The dataset information can be viewed via the program MTZDUMP:
* Base dataset: 0 HKL_base HKL_base HKL_base * Number of Datasets = 1 * Dataset ID, project/crystal/dataset names, cell dimensions, wavelength: 1 HEWL wildtype native 79.0026 79.0026 36.8933 90.0000 90.0000 90.0000 1.54180
The MTZ reflection file format uses fixed length logical 'records' written in a byte stream with, in general, four bytes for each data item (REAL*4), with a minimum of 3 columns and currently a maximum of 200 columns of data per record, although these limits could easily be increased. Additional information (title, cell dimensions, column labels, symmetry information, resolution range, history information and, if necessary, batch titles and orientation data) is contained in labelled header records. The columns of the reflection data records are identified by alphanumeric labels held as part of the file header information. The user relates the item names used by the program to the required data items, as identified by the labels, by means of assignment statements in the program control data.
Record Formats
The file contains basically two classes of records - header records and reflection data records. A standard reflection data file contains the following items, in the order given, not necessarily all items have to be present:
- VERS
- Version stamp (Character*10, currently MTZ:V1.1)
- TITLE
- File Title - short identification of file (Character*70)
- NCOL
- number of columns, number of reflections in file, number of batches (Integer) if number of batches > 0 this indicates multi-record file
- CELL
- Cell Parameters (Real(6))
- SORT
- Sort order of 1st 5 columns in file (Integer(5))
- SYMINF
- Number of Symmetry operations (Integer)
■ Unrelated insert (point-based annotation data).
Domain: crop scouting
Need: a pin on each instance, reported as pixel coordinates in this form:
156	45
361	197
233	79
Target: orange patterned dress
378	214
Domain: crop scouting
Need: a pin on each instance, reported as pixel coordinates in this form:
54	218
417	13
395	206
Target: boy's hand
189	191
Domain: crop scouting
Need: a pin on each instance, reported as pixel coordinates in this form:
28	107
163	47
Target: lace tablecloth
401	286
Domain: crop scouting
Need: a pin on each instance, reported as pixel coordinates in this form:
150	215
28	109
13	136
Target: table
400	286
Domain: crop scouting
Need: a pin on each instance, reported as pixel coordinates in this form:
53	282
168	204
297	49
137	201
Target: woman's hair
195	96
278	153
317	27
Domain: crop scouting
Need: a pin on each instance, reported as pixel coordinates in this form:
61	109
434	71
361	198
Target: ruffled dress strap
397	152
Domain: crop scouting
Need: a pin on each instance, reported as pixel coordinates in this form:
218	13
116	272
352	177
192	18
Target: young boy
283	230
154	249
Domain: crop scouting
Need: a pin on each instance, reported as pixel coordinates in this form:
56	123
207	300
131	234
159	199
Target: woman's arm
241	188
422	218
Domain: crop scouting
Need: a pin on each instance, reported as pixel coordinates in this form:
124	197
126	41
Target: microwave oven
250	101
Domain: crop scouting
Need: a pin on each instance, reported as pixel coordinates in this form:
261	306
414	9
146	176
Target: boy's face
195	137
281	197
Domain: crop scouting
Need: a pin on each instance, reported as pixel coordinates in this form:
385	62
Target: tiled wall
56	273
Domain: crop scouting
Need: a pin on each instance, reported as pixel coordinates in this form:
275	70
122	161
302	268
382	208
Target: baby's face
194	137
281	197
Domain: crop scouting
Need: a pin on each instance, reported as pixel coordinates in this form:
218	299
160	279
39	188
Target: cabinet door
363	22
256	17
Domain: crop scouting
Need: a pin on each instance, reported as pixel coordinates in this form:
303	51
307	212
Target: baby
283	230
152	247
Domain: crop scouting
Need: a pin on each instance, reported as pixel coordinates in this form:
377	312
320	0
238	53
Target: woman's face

Number of Primitive operations (Integer)
Lattice Type (Character*1)
Space Group Number (Integer)
Space Group Name (Character*10)
Point Group Name (Character*6)- SYMM
- Symmetry operations in international tables style
- RESO
- Minimum (smallest number) and Max (largest number) resolution stored as 1/d-squared (Real(2))
- VALM
- Value with which Missing Number Flag is represented.
- COL
- Column Label (Character*30)
Column Type (Character*1) for each column
Minimum and Maximum value in each column (Real)
ID of corresponding dataset (Integer)- NDIF
- Number of datasets represented in the file.
- PROJECT
- ID of dataset (Integer)
Project Name (Character*64). Normally one for each structure determination.- CRYSTAL
- ID of dataset (Integer)
Crystal Name (Character*64). May be several for each structure determination, representing the different crystals used.- DATASET
- ID of dataset (Integer)
Dataset Name (Character*64). May be several for each structure determination, representing the different datasets measured.- DCELL
- ID of dataset (Integer)
Cell dimensions (Real) for dataset.- DWAVEL
- ID of dataset (Integer)
Wavelength (Real) for dataset.- BATCH
- Batch Serial Number for each batch present (Integer). This line is only present in `multi-record' files.
NB: Column Types are an extra check that the user input assignment for a requested program label is of the correct type. For a list of all column types see section COLUMN TYPES.
Normally the Miller indices will be held in the first three columns though, within the definition of the format, there is no restriction on the use of the columns of the reflection data records. However, the subroutines which output the MTZ header information in a formatted way (e.g. Subroutine LHPRT) presume that the first 3 columns of a standard MTZ file are the Miller Indices, and the first 5 columns of a multi-record MTZ file are H,K,L,M/ISYM and Batch number.